The Fit can’t be classified as a peppy ride, but it’s not sluggish, either. It features a 1.5-liter, four-cylinder that has increased its horsepower from 117 to 130 and torque from 106 to 114 pound-feet. Available in three trim models (LX, EX, EX-L), the EX-L version goes 0-60 mph in 8.8 seconds.
A light-weight vehicle, the Fit comes with good steering and braking. Where it lacks is providing absorption over bumpy surfaces and the engine tends to whine at higher speeds, creating noise that can get annoying during longer trips.
Cost has always been a major plus for the Fit, and that hasn’t changed.

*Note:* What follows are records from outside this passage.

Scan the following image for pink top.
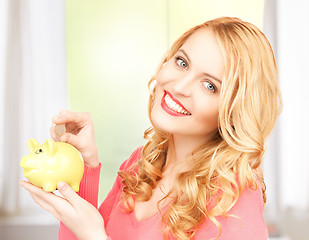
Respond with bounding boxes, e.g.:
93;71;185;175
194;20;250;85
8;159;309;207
59;148;268;240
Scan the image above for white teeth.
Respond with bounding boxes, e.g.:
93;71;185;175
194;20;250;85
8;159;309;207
164;94;191;115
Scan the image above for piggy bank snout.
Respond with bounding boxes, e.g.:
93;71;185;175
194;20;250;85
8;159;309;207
20;156;35;170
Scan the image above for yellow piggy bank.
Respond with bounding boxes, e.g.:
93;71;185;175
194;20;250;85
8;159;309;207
20;138;84;192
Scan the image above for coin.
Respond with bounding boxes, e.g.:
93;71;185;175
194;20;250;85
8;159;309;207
55;124;66;137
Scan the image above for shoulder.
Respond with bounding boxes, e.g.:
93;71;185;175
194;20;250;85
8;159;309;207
196;182;268;240
119;146;143;171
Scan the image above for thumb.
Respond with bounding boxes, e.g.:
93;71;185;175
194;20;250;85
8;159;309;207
57;182;79;207
60;132;80;148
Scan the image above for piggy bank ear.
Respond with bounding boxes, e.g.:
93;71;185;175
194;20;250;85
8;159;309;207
44;139;56;156
28;138;40;152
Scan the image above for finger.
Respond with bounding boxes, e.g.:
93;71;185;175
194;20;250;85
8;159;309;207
57;182;80;207
19;181;75;221
53;111;90;125
49;124;60;142
60;132;81;146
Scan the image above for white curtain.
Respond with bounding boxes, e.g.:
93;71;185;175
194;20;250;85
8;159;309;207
0;0;68;215
264;0;309;216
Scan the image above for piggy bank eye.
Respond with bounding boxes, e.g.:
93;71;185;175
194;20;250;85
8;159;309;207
35;148;43;154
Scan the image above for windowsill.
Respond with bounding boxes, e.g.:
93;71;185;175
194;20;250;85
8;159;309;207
0;213;59;226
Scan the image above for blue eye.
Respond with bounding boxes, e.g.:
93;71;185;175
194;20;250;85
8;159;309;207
176;57;188;68
203;82;216;92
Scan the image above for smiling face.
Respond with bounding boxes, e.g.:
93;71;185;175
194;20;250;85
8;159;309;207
151;29;224;144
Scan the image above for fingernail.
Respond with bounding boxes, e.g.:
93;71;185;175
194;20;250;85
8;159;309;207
57;182;66;189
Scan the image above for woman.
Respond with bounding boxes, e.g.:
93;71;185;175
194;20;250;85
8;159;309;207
21;17;281;240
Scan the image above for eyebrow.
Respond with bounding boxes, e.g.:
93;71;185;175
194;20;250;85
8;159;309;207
178;49;222;84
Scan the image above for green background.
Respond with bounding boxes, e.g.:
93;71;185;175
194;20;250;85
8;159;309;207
66;0;264;202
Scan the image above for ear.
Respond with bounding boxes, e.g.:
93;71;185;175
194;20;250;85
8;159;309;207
28;138;40;152
44;139;56;156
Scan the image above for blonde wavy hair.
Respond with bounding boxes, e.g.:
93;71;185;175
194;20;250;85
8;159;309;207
118;17;282;239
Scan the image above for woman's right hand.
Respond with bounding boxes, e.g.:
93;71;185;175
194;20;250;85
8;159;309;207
50;110;100;167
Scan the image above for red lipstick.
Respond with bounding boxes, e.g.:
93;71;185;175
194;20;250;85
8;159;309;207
161;90;191;117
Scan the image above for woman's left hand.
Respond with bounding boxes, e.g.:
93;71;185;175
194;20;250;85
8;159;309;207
19;181;107;240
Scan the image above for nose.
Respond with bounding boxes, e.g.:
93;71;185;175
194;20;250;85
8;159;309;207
173;73;194;97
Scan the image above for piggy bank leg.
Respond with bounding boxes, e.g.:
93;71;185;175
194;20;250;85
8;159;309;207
42;183;57;192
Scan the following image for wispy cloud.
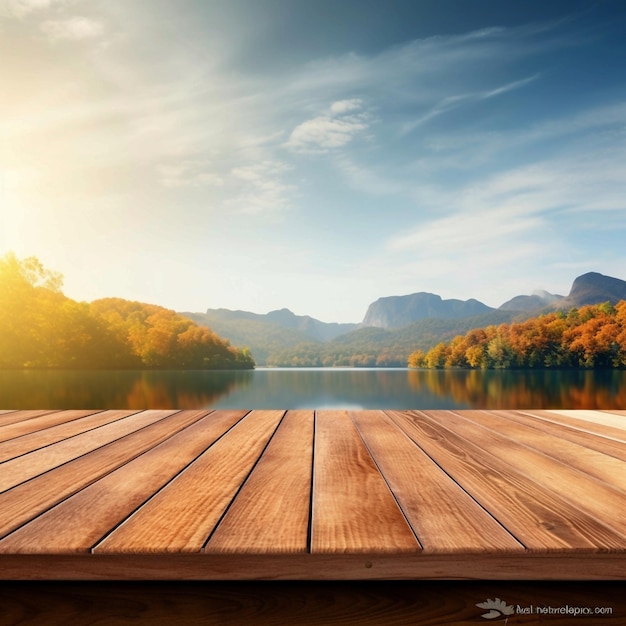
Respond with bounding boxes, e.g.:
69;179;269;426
0;0;61;19
40;16;104;40
225;161;295;215
157;160;224;188
285;98;370;153
401;74;539;134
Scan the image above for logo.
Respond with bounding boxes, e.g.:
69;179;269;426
476;598;515;619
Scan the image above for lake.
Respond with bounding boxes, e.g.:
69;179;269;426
0;368;626;409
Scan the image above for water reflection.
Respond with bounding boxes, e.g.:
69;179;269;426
0;370;252;409
0;368;626;410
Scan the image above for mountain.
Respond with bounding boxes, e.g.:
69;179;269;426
498;272;626;312
182;272;626;366
498;289;564;311
558;272;626;309
182;309;358;365
361;291;494;328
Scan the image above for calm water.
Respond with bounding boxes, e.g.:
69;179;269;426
0;368;626;409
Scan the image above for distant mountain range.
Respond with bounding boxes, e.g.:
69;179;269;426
182;272;626;365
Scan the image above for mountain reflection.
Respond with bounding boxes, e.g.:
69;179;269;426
0;368;626;410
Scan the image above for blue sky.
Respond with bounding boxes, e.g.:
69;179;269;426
0;0;626;322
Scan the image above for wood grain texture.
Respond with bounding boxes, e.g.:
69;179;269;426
0;411;176;493
0;409;99;441
426;411;626;540
311;411;421;553
351;411;524;552
492;411;626;460
0;581;626;626
0;410;626;576
386;411;624;551
548;409;626;428
94;411;285;553
0;410;224;538
0;410;137;463
0;552;626;582
0;409;55;426
205;411;313;554
448;411;626;492
520;409;626;444
0;411;245;554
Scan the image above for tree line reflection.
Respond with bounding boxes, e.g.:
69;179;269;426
0;368;626;410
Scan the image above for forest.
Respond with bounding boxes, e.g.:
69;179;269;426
408;300;626;369
0;253;254;369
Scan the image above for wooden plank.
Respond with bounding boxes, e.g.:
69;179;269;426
0;410;236;538
548;409;626;436
311;411;421;553
0;411;245;554
385;411;624;551
0;410;137;463
351;411;524;552
520;409;626;444
410;411;626;540
490;411;626;461
0;409;99;441
0;410;177;493
450;411;626;494
0;552;626;580
205;411;313;553
93;411;285;554
0;409;56;427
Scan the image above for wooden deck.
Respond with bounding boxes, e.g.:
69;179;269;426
0;410;626;580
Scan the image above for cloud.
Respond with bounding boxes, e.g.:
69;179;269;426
156;161;224;188
285;99;369;153
40;16;104;40
401;74;539;134
226;161;295;215
2;0;59;19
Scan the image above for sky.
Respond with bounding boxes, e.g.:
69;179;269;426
0;0;626;322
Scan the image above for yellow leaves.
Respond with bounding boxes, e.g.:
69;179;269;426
409;300;626;368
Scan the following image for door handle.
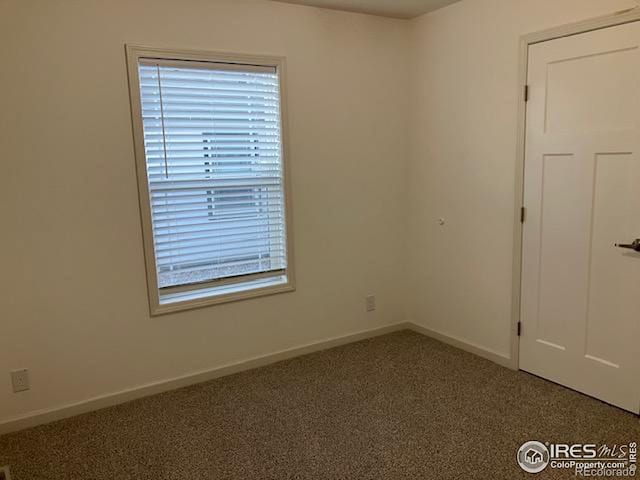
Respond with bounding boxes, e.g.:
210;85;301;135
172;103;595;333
615;238;640;252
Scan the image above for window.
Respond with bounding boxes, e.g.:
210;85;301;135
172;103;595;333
127;46;293;314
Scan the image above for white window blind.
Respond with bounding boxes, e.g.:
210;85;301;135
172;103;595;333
138;59;287;293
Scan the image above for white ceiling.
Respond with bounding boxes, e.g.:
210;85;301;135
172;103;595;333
274;0;459;18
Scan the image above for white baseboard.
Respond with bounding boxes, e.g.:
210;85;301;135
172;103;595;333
407;322;516;370
0;322;515;435
0;322;411;435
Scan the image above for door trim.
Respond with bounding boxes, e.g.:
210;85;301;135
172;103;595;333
509;7;640;370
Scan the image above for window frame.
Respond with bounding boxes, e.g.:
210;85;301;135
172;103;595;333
125;44;295;316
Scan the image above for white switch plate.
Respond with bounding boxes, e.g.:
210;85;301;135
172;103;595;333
0;467;11;480
365;295;376;312
11;368;31;393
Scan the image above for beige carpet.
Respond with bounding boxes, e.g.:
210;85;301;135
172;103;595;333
0;332;640;480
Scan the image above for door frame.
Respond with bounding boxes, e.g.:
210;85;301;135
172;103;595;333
510;7;640;370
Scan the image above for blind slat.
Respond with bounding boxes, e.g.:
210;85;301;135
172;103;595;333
139;61;287;288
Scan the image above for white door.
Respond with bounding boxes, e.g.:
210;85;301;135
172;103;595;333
520;22;640;413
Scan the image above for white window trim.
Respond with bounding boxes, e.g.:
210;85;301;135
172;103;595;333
125;45;295;316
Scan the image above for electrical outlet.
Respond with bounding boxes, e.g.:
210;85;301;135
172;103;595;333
0;467;11;480
11;368;31;393
365;295;376;312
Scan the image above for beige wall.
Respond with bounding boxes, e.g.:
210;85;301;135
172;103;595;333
407;0;636;357
0;0;635;423
0;0;408;423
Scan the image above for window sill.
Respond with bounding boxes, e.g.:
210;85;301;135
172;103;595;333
151;275;295;316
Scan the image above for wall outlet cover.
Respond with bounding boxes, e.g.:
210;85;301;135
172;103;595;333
0;467;11;480
365;295;376;312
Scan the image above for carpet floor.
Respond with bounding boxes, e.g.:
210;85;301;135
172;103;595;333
0;331;640;480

This Honda starts at $15,560, but does rise to nearly $20,000 for the top-of-the line EX-L with Navi. Most trims have added a new standard continuously variable automatic transmission (CVT) that has hiked mileage to 29-37 mpg.
For entry-level car shoppers, the Fit is a must see and remains an attractive buy in the subcompact class. Its storage versatility, good gas mileage, and appealing price should continue to make this Honda a leading seller.